El formalismo jurídico, al reducir el derecho a una estructura lógica de normas que se derivan unas de otras, encubre su función material como dispositivo de poder. No es casual que esta visión haya encontrado eco en los sistemas jurídicos latinoamericanos, donde el derecho ha operado muchas veces como un instrumento de reproducción de élites, de encubrimiento de
desigualdades estructurales y de blindaje institucional frente a demandas populares.
La ley, bajo este paradigma, no busca la justicia, sino la coherencia interna; no responde al sufrimiento social, sino a la lógica abstracta del sistema normativo. Autores como Luigi Ferrajoli, si bien han abogado por una teoría garantista del derecho,
continúan anclados en una visión normativa que asume que el derecho puede ser racional y justo por diseño. Ferrajoli propone un sistema de derechos fundamentales que limite el poder estatal, pero no cuestiona de manera radical las bases de la dominación jurídica.
Al confiar en que la estructura formal del derecho puede contener al poder, su propuesta —aunque
progresista en términos jurídicos— permanece ciega ante los dispositivos invisibles de sujeción que operan más allá de las normas explícitas. La jaula no se desarma únicamente con garantías constitucionales si estas no se traducen en transformaciones estructurales.
En esta misma línea, Norberto Bobbio representa otro pilar de la filosofía jurídica moderna
que, si bien impulsó el debate sobre los derechos humanos y la democracia formal, contribuyó también a una visión normativista que minimiza el análisis de las relaciones materiales de
poder.
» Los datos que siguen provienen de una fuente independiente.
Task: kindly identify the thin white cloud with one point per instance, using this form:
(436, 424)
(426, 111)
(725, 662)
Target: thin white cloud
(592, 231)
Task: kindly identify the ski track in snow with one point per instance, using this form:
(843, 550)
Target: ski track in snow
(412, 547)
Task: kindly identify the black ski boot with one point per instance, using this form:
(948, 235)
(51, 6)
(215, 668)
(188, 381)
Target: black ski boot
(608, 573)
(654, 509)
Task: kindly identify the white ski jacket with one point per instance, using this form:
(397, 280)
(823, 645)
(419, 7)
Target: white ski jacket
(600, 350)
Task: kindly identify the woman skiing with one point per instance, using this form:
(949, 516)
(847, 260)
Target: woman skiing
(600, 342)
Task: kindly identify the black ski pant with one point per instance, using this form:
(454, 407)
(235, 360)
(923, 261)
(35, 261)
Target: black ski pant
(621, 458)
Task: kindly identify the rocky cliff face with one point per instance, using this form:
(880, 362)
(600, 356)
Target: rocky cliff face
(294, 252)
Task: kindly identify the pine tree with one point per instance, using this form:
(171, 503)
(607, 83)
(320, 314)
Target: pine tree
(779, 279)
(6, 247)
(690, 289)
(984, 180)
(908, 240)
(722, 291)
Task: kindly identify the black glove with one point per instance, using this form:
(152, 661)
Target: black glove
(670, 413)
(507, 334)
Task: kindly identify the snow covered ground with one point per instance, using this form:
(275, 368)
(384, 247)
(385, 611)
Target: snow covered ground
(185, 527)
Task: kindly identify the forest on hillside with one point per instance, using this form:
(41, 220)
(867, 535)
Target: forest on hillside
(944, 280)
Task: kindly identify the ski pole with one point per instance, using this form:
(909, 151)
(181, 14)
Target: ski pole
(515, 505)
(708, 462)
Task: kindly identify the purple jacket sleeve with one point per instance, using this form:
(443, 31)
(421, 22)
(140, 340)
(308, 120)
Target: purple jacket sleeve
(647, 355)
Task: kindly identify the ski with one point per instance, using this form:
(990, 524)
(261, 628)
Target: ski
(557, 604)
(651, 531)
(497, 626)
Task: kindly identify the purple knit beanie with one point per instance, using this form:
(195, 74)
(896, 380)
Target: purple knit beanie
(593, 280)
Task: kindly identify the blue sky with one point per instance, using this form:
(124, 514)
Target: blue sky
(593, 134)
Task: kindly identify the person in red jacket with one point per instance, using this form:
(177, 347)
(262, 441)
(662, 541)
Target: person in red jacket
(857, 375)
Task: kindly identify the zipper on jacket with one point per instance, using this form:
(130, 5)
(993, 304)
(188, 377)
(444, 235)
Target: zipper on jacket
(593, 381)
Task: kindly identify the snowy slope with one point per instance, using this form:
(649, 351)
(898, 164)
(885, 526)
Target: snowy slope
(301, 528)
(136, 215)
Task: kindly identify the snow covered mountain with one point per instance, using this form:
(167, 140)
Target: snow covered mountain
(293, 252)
Para Bobbio, el problema no era la falta de teorías de los derechos, sino su
implementación. Sin embargo, esta postura omite que el derecho no se limita a aplicar reglas, sino que configura sentidos, produce identidades, excluye disidencias. Una teoría del derecho que no problematiza su función de sujeción simbólica es funcional al statu quo.
En el ámbito religioso, el cristianismo —y particularmente el catolicismo— ha cumplido un papel clave en la producción de subjetividades obedientes. La doctrina de la culpa, la
obediencia a la autoridad eclesiástica, la sacralización del sufrimiento y la promesa de
recompensa en el más allá han servido históricamente para justificar el padecimiento en el
presente. Las enseñanzas religiosas han sido utilizadas para desmovilizar políticamente a los sectores populares, exaltando la resignación y demonizando la rebeldía. El orden social injusto se presenta como parte del plan divino, y cualquier intento de subversión se interpreta como una amenaza al orden moral.
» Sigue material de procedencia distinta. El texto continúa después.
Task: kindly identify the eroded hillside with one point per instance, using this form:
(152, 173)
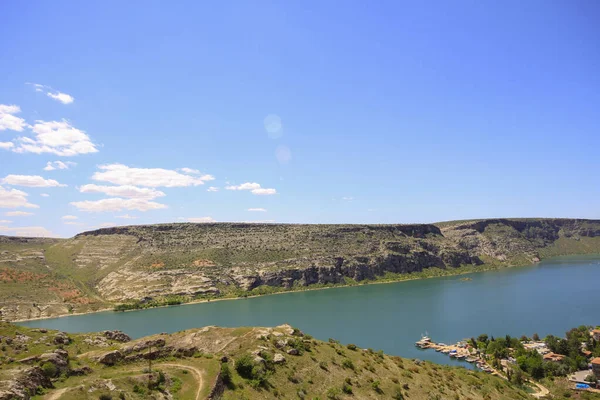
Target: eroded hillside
(184, 262)
(227, 363)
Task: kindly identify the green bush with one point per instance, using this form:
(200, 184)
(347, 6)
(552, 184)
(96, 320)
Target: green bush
(346, 388)
(49, 369)
(226, 374)
(244, 366)
(347, 363)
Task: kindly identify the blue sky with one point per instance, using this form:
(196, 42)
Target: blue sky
(385, 112)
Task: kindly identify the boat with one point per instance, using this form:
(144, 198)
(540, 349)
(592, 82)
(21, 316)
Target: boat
(425, 341)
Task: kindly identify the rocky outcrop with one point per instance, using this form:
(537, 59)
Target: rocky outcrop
(185, 261)
(117, 336)
(24, 384)
(110, 358)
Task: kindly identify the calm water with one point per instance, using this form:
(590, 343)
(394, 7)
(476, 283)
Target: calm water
(550, 297)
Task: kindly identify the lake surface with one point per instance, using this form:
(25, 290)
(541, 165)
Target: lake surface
(548, 298)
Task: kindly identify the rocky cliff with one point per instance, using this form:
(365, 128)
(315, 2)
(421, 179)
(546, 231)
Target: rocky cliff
(140, 263)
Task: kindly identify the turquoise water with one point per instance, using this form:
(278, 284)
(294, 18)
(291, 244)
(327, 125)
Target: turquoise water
(550, 297)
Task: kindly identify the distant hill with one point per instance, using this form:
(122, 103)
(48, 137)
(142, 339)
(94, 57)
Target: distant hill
(170, 263)
(227, 363)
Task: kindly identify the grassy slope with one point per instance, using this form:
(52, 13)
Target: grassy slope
(72, 268)
(320, 370)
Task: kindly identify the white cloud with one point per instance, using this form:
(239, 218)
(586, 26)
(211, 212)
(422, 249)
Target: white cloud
(117, 204)
(120, 174)
(129, 191)
(201, 220)
(8, 120)
(253, 187)
(52, 165)
(127, 216)
(264, 192)
(13, 198)
(56, 137)
(189, 170)
(54, 94)
(29, 231)
(62, 97)
(31, 181)
(17, 214)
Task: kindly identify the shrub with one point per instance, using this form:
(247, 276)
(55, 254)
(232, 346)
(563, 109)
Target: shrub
(398, 394)
(333, 393)
(346, 388)
(49, 369)
(226, 374)
(376, 385)
(244, 366)
(347, 363)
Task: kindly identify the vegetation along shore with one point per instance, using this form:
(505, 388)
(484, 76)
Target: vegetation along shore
(143, 266)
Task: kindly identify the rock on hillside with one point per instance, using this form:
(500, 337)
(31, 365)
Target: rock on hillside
(121, 264)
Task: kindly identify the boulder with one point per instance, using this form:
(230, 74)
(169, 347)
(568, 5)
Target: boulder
(111, 358)
(60, 358)
(62, 338)
(117, 336)
(293, 352)
(85, 370)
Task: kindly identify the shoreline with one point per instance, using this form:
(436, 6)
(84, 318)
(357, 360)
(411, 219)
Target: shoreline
(405, 278)
(307, 289)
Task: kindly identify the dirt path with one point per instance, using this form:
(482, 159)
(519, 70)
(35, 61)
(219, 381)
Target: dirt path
(543, 390)
(55, 395)
(197, 373)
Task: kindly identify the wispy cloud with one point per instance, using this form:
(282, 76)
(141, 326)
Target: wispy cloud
(28, 231)
(117, 204)
(129, 191)
(120, 174)
(62, 97)
(52, 93)
(56, 137)
(8, 120)
(52, 165)
(18, 214)
(13, 198)
(253, 187)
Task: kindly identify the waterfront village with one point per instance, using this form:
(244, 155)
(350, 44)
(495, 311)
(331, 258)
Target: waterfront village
(575, 357)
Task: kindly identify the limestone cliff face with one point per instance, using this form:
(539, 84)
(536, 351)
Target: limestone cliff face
(106, 266)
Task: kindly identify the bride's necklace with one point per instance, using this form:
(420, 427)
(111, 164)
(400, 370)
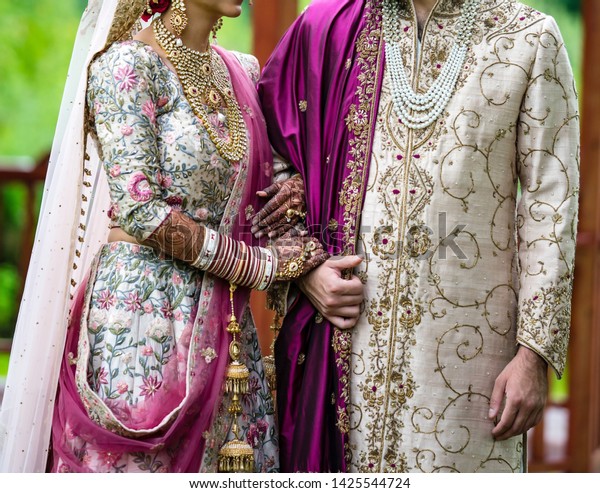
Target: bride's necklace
(418, 110)
(205, 83)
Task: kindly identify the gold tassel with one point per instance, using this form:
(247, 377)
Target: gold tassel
(236, 455)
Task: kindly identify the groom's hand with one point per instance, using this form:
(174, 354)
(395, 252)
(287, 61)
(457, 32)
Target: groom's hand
(284, 209)
(338, 299)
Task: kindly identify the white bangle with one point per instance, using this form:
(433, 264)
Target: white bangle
(209, 249)
(270, 263)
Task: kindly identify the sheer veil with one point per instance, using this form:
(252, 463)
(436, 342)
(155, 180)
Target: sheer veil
(72, 225)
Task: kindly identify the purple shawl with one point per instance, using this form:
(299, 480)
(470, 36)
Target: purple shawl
(320, 93)
(184, 436)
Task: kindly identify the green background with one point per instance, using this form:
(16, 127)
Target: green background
(36, 38)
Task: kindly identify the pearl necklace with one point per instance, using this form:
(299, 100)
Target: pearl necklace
(416, 110)
(205, 83)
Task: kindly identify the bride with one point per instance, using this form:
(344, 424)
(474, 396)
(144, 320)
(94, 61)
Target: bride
(161, 143)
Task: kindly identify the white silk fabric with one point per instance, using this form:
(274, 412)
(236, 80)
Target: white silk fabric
(71, 227)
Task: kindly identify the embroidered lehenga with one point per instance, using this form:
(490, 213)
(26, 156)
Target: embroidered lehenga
(145, 342)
En conjunto, el derecho formalista y la religión tradicional constituyen los barrotes de una
jaula invisible que limita la emancipación de los pueblos latinoamericanos.
Estos dispositivos no se presentan como imposiciones externas, sino como verdades asumidas, como formas
naturales de organizar la vida social. Esta naturalización del poder es el núcleo más profundo de la sujeción: se obedece sin cuestionar, se sufre sin rebelarse, se vive sin imaginar alternativas.
Desarticular la jaula invisible implica, entonces, un esfuerzo teórico, político y ético.
Requiere cuestionar los fundamentos dogmáticos del derecho y la religión; visibilizar sus vínculos con las estructuras de dominación; y, sobre todo, construir nuevas narrativas que devuelvan a los
sujetos la capacidad de pensar, decidir y transformar su realidad. Solo desde una conciencia crítica y desde un compromiso con la justicia social es posible abrir fisuras en los muros invisibles que nos rodean.